23.
OS SETE GAÚCHOS
(fatos ocorridos entre 1965
e 1966)
A
primeira coisa que fiz, ao chegar a Roma, foi correr para
o Fórum Romano e tocar naquelas colunas. Meu Deus como aquilo
resistiu a tantos séculos? Quantos imperadores passaram sob
aqueles portais como eu fazia agora? Quando voltei para a
conhecida pensão do Largo Argentina, vi sete passaportes enormes
e verdes sobre o balcão. Só um país no mundo poderia fornecer
passaportes tão exóticos: o Brasil!
Perguntei
ao porteiro onde estavam os sete brasileiros e ele me indicou
o apartamento 107. Quando eu e meu primo Marco nos aproximamos
do corredor já escutávamos os sons característicos da batucada
brasileira. Batemos na porta e um rapaz nos atendeu. Falando
um italiano meio torto explicamos a eles, muito sérios, que
aquele som era contra as normas do "hotel". Ele nos convidou
a entrar para conversar, sentamos em uma cama e ele nos serviu
uma "birra" (cerveja) gelada.
Ele
disse, então, que compreendia e que não fariam mais barulho.
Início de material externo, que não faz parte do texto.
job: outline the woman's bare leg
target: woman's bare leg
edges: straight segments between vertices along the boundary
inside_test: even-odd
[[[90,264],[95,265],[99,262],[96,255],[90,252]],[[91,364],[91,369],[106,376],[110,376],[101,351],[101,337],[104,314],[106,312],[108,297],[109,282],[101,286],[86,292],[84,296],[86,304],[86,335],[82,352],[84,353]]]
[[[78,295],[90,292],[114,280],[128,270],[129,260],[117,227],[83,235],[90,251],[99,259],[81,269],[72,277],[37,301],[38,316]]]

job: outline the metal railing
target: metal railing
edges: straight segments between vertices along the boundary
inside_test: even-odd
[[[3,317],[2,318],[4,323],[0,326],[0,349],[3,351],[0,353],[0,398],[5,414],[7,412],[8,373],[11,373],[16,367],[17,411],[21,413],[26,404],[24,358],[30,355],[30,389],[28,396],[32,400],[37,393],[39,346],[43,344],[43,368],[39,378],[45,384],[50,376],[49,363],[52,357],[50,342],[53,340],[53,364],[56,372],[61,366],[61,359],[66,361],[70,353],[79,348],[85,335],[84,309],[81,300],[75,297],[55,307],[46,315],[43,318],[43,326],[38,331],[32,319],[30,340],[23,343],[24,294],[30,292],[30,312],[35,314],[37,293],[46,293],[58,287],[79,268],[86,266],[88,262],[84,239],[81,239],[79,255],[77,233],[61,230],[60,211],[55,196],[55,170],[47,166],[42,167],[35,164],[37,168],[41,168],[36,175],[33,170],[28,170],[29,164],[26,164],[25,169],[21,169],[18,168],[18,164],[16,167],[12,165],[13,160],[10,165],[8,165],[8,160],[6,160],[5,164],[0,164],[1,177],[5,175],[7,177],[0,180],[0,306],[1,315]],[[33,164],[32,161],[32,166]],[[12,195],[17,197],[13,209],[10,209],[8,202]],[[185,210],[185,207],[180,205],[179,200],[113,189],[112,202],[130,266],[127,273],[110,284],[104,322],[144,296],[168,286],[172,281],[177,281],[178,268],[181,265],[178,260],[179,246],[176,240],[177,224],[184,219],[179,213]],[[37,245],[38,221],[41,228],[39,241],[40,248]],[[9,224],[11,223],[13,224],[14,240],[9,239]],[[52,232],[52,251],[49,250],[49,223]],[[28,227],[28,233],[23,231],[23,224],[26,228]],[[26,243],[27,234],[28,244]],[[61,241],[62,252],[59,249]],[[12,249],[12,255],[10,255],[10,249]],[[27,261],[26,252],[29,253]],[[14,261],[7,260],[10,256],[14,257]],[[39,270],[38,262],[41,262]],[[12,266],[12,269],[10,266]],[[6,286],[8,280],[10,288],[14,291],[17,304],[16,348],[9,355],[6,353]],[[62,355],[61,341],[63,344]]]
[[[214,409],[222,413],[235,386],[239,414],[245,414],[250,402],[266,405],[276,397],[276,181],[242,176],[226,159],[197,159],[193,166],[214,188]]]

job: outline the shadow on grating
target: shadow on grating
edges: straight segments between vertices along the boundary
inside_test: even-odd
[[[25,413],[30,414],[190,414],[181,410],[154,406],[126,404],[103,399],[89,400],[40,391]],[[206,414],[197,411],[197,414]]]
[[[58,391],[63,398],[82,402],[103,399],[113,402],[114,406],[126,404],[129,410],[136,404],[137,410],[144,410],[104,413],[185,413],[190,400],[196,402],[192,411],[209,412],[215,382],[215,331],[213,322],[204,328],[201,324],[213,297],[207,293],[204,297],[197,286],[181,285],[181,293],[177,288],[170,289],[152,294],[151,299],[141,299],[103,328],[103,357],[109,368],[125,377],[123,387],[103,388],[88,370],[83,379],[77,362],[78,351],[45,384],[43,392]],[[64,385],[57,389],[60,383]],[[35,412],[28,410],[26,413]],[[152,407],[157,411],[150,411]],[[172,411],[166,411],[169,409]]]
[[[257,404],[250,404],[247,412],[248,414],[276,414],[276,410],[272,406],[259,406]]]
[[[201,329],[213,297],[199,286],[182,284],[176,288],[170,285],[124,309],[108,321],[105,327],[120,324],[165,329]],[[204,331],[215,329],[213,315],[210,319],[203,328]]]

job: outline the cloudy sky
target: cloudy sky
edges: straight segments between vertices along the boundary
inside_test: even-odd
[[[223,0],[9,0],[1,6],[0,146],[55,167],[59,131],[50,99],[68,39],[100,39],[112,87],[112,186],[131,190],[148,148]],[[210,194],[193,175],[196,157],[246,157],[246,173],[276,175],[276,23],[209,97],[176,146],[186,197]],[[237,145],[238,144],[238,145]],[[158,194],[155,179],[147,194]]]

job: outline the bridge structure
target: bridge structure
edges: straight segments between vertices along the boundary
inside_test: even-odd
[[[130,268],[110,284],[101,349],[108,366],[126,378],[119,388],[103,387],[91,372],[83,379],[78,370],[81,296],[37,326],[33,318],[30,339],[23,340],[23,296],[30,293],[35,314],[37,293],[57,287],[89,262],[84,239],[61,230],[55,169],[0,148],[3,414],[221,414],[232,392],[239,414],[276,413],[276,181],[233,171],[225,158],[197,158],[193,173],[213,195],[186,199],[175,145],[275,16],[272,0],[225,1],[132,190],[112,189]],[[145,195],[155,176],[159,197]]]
Então, em português bem claro, eu lhes disse: Se me der mais
uma "loira gelada" eu ajudo na batucada, morou? Primeiro eles
ficaram alguns milésimos de segundo espantados, mas logo depois
foi aquela explosão. Fizemos uma festa que, com certeza, manteve
a pensão acordada a noite toda. Eram sete gaúchos que tinham
acabado de formar-se em medicina e uniram-se para dar uma
volta pela Europa. Foi muita sorte tê-los encontrado, e voltar
a falar português era ótimo. Resolvemos que sairíamos juntos
para um passeio pelo sul da Itália e depois voltaríamos a
Roma (de novo), onde nos separaríamos.
Tomamos
um trem e logo percebi que meu primo Marco Antônio havia se
transformado em um especialista em trens europeus, que são
bem diferentes dos nossos. Os vagões são formados por compartimentos
e cada compartimento é uma espécie de sala, com dois sofás
de três lugares de frente um para o outro. Além disto os compartimentos
apresentavam uma grande janela para fora e uma porta e duas
janelas pequenas para o corredor.
Como
era por estas janelinhas que os passageiros observavam a lotação
do compartimento, o Marco tratava de fecha-las. Para aqueles
mais insistentes que abriam a porta para conferir, o Marco
começava a tossir uma tosse de cachorro e o cara, com medo
de ser alguma doença contagiosa, caía fora. Nós dávamos boas
risadas destes europeus ignorantes! O motivo disto tudo é
que, se fôssemos sozinhos no compartimento, à noite poderíamos
transformar os sofás em camas e dormir com todo conforto e
tranqüilidade. Desembarcamos, os nove, em Pisa e corremos
para conhecer a famosa Torre de Pisa, antes que ela caísse!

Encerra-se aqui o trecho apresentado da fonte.